Diet: human milk or formula
Of the studies mentioned above, three12 16 17recruited formula fed babies only, but two6 7 included some who were fed on human milk. One stratified for this at randomisation and treated human milk intake as a covariate in the analysis.7 Regardless of other feeding interventions, use of human milk was associated with a significantly reduced incidence of NEC (and indeed other forms of sepsis18). This is in keeping with other work that showed interaction between diet and postnatal age at the introduction of feeds, suggesting that delay in starting formula, but not human milk, may be protective.19Schanler et al 7 commented that differences in tolerance between feeding methods were unrelated to diet, which seems surprising.
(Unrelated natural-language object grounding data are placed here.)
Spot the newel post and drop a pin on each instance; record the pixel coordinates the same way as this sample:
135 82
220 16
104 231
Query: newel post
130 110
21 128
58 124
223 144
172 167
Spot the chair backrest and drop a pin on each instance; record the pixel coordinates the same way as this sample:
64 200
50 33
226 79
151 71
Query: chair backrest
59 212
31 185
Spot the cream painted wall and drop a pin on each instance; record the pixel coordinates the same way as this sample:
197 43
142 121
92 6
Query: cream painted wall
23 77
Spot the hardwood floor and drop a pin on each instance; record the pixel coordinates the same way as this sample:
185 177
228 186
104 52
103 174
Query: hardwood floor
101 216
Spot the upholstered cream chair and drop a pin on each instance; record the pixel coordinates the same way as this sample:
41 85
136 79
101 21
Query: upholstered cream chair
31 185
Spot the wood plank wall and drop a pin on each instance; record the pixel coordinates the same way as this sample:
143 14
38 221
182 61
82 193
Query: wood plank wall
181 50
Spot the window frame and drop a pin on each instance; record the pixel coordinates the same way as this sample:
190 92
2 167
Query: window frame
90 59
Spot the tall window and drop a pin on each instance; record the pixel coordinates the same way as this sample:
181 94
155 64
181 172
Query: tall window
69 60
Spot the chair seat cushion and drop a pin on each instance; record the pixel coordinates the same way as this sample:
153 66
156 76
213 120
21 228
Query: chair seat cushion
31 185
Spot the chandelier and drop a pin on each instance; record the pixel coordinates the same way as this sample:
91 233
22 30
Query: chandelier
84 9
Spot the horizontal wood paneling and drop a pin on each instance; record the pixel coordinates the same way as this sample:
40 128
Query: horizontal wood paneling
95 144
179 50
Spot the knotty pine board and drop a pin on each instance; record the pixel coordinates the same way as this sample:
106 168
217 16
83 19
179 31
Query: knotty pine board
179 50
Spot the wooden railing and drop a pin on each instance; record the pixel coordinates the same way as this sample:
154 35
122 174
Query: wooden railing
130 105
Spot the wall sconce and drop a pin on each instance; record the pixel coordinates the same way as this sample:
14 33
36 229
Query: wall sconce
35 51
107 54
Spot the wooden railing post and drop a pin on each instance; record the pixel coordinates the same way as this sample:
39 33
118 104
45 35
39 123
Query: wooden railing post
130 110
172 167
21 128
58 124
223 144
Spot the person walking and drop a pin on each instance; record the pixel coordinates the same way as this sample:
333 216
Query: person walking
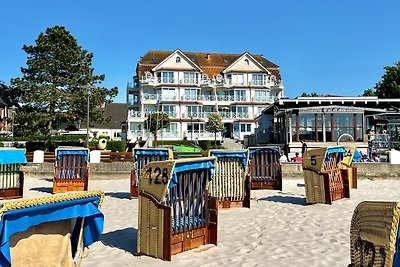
283 157
303 147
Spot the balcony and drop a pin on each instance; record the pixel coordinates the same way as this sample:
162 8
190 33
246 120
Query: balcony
234 115
197 98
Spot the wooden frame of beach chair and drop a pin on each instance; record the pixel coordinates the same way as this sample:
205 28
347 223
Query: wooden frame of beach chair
374 234
231 183
11 177
264 168
349 171
142 156
323 176
176 213
50 231
71 170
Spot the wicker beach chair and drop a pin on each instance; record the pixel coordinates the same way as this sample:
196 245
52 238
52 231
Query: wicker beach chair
323 176
11 177
142 156
265 168
349 171
71 169
231 183
374 234
176 213
50 231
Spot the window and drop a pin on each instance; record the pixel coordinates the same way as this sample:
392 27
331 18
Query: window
258 79
262 95
191 94
239 95
167 93
165 77
170 110
190 77
192 111
236 79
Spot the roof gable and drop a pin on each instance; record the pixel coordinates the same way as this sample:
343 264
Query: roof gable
177 60
246 62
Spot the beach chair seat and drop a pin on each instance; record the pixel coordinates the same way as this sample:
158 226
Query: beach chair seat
374 234
264 168
176 213
231 183
71 171
349 171
11 177
142 156
323 175
50 231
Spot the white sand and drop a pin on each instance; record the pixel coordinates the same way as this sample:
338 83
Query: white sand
278 230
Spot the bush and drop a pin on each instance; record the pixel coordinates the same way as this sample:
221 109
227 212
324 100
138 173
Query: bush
115 146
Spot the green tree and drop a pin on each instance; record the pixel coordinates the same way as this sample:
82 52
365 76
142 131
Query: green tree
155 122
369 92
215 125
389 86
55 82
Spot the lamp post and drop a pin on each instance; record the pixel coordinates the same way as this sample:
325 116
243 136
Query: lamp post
88 86
13 108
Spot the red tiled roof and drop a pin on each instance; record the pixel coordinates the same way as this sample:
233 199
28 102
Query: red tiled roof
211 63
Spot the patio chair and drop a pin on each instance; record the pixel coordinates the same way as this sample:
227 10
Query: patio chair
349 171
323 176
11 177
142 156
71 171
231 184
374 234
50 231
265 168
176 213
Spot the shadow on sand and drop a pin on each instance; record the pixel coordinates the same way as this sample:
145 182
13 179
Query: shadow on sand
120 195
286 199
125 239
43 189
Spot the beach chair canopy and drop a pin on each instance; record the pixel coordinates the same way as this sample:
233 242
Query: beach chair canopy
242 154
18 216
72 151
253 150
12 156
152 152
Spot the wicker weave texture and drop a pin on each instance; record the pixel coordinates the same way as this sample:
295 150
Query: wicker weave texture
373 233
229 179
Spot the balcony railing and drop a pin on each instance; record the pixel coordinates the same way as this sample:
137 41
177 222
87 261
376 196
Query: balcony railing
198 98
209 82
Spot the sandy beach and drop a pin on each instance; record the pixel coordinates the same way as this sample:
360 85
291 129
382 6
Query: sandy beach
278 230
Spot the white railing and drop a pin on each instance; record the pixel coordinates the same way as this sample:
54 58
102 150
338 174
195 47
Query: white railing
209 82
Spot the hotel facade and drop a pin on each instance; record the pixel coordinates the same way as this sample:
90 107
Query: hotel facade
190 86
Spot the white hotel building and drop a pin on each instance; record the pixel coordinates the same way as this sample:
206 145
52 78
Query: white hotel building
189 86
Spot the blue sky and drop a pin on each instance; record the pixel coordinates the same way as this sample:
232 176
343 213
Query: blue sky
329 47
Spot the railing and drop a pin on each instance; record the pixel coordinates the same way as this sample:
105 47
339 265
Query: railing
209 82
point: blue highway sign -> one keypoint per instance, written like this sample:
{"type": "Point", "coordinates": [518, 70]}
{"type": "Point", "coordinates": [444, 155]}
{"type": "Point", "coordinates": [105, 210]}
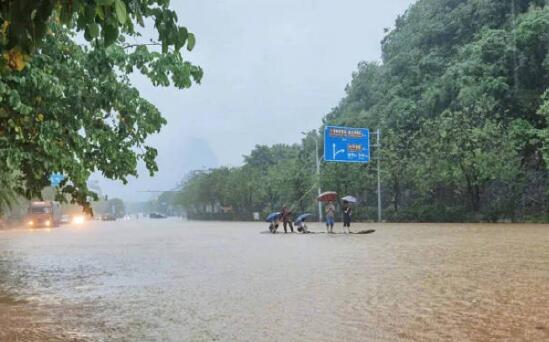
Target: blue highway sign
{"type": "Point", "coordinates": [346, 144]}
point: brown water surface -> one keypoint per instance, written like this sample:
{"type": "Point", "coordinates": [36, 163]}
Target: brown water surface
{"type": "Point", "coordinates": [169, 280]}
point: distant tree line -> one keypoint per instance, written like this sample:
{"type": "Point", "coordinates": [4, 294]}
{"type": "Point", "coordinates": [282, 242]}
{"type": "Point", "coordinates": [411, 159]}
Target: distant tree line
{"type": "Point", "coordinates": [462, 99]}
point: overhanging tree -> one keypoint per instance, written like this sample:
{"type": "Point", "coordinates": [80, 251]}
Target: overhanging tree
{"type": "Point", "coordinates": [71, 108]}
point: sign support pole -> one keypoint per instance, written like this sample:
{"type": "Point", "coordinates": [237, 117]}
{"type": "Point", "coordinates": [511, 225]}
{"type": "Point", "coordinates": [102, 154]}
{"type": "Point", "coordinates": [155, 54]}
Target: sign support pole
{"type": "Point", "coordinates": [318, 180]}
{"type": "Point", "coordinates": [378, 153]}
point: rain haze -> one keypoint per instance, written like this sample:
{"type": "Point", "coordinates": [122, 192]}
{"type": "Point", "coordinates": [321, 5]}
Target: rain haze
{"type": "Point", "coordinates": [272, 70]}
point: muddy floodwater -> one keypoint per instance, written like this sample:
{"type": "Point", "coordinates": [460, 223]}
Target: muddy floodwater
{"type": "Point", "coordinates": [171, 280]}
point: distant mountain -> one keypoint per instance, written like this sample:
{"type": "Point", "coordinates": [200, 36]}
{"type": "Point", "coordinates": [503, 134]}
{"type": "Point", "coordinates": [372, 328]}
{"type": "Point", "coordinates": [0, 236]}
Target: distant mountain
{"type": "Point", "coordinates": [174, 162]}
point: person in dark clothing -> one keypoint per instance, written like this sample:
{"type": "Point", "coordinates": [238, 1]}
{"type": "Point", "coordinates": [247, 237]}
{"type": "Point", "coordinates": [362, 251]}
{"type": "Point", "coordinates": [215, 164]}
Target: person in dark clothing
{"type": "Point", "coordinates": [286, 218]}
{"type": "Point", "coordinates": [347, 212]}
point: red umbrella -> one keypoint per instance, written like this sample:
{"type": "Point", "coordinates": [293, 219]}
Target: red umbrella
{"type": "Point", "coordinates": [328, 196]}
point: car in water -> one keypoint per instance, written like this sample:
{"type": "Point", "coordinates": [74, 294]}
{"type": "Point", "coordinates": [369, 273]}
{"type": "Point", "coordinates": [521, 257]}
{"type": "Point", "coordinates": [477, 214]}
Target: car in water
{"type": "Point", "coordinates": [108, 217]}
{"type": "Point", "coordinates": [44, 214]}
{"type": "Point", "coordinates": [157, 216]}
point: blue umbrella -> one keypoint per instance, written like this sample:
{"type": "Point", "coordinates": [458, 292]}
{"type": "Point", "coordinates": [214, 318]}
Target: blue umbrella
{"type": "Point", "coordinates": [302, 217]}
{"type": "Point", "coordinates": [272, 217]}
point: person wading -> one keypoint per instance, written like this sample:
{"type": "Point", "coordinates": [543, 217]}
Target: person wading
{"type": "Point", "coordinates": [330, 213]}
{"type": "Point", "coordinates": [347, 212]}
{"type": "Point", "coordinates": [285, 217]}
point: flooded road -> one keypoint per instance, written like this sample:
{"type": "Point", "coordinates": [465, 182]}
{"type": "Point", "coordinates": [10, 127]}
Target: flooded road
{"type": "Point", "coordinates": [169, 280]}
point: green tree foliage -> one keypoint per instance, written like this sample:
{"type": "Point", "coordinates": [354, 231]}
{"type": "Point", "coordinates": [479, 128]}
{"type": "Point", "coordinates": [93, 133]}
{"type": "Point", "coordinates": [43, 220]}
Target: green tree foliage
{"type": "Point", "coordinates": [72, 109]}
{"type": "Point", "coordinates": [462, 99]}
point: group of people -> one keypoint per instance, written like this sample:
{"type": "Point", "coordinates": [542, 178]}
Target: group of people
{"type": "Point", "coordinates": [285, 217]}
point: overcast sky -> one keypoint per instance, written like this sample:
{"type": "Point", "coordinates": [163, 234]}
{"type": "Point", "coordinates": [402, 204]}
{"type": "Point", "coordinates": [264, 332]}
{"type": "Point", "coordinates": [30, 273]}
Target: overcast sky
{"type": "Point", "coordinates": [273, 68]}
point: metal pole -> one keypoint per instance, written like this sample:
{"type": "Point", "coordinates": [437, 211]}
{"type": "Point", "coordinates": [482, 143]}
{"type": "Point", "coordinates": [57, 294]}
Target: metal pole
{"type": "Point", "coordinates": [318, 180]}
{"type": "Point", "coordinates": [378, 152]}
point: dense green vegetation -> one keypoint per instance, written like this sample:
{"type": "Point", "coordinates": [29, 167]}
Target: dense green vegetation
{"type": "Point", "coordinates": [69, 107]}
{"type": "Point", "coordinates": [462, 98]}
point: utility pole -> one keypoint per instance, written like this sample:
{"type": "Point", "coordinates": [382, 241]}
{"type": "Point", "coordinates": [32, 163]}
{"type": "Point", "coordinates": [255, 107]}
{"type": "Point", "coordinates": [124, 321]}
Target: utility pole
{"type": "Point", "coordinates": [318, 180]}
{"type": "Point", "coordinates": [378, 155]}
{"type": "Point", "coordinates": [317, 160]}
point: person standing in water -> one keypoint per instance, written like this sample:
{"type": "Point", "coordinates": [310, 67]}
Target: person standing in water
{"type": "Point", "coordinates": [330, 213]}
{"type": "Point", "coordinates": [285, 217]}
{"type": "Point", "coordinates": [347, 212]}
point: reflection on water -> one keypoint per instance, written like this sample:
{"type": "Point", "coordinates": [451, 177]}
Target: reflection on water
{"type": "Point", "coordinates": [170, 280]}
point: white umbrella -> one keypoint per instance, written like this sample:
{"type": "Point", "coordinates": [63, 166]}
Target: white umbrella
{"type": "Point", "coordinates": [350, 199]}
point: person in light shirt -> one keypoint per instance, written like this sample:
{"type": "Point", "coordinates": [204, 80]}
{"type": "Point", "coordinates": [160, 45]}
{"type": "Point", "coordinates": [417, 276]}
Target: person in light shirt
{"type": "Point", "coordinates": [330, 214]}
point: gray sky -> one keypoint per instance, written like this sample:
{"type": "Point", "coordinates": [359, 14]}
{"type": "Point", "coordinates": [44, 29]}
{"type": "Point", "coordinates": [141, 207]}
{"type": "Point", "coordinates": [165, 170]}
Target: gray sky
{"type": "Point", "coordinates": [273, 68]}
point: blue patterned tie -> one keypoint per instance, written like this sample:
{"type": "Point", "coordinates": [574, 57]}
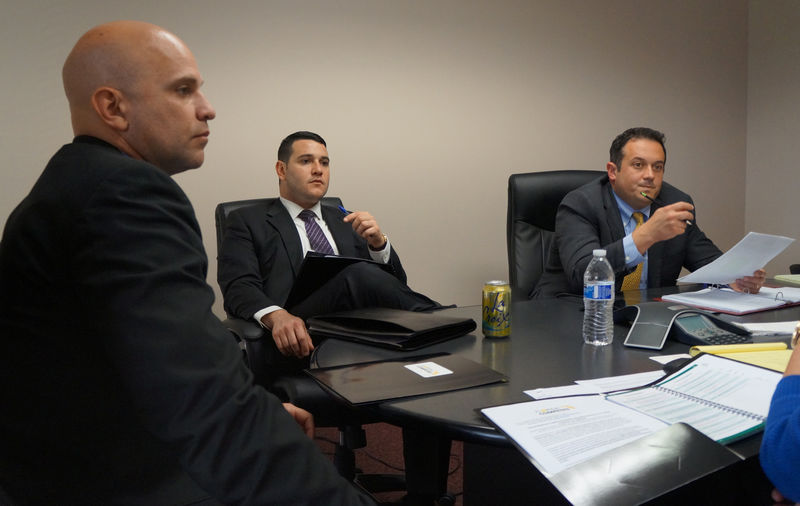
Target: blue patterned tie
{"type": "Point", "coordinates": [316, 237]}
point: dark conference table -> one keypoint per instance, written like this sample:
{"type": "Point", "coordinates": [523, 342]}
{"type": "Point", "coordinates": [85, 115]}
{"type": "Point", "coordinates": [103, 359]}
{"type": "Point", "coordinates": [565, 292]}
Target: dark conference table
{"type": "Point", "coordinates": [545, 350]}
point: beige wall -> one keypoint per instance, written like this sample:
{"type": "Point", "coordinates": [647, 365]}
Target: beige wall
{"type": "Point", "coordinates": [427, 105]}
{"type": "Point", "coordinates": [773, 124]}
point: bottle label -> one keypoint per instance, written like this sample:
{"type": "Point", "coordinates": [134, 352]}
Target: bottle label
{"type": "Point", "coordinates": [599, 291]}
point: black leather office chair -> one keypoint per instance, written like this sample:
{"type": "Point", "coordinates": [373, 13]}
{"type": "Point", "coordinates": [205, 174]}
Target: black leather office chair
{"type": "Point", "coordinates": [300, 389]}
{"type": "Point", "coordinates": [533, 200]}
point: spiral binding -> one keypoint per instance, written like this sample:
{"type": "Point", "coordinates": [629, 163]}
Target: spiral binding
{"type": "Point", "coordinates": [704, 402]}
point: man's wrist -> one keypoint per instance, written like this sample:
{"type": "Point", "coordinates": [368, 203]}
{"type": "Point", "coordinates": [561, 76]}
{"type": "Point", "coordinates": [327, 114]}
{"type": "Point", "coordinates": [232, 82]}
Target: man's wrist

In a straightforward randomised comparison, babies fed on human milk tolerated feeds at an earlier postnatal stage than formula fed babies, allowing TPN to be withdrawn considerably sooner.20 It may be relevant that Schanleret al used “fortified” breast milk, although this has not been shown ultrasonographically to affect gastric emptying,21 nor was feed intolerance associated with “fortification” in the largest randomised controlled study of this practice.22
The safety and benefit associated with routinely adding “fortifiers” to human milk is still, however, open to question.23 In the only large published intention to treat study, babies who received liquid fortifier were at increased risk of sepsis, yet showed no short or long term growth advantage.22 There is increasing evidence that even large discrepancies in neonatal growth rate are not reflected in size at school age,24 which may better reflect growth and nutrition after discharge. Indeed, when human milk (as opposed to standard infant formula) has been given, there seems little evidence that low nutrient intake and slower neonatal growth adversely affects neurodevelopmental outcome either.25
Recently published randomised controlled trials provide no evidence to support the practice of postponing enteral feeding to reduce the incidence of NEC. On the contrary, feeding within the first few days of life yields demonstrable benefits such as reduced incidence of sepsis and earlier discharge from hospital. Although manometry suggests that slow infusion of feeds is associated with improved gastric emptying, clinical trials suggest that “bolus” three hourly feeding is if anything less likely to result in feed intolerance than continuous infusion. Use of human milk reduces the risk of NEC and infection irrespective of other feeding interventions, although routine “fortification” may prejudice this while offering no proven long term growth or developmental advantage.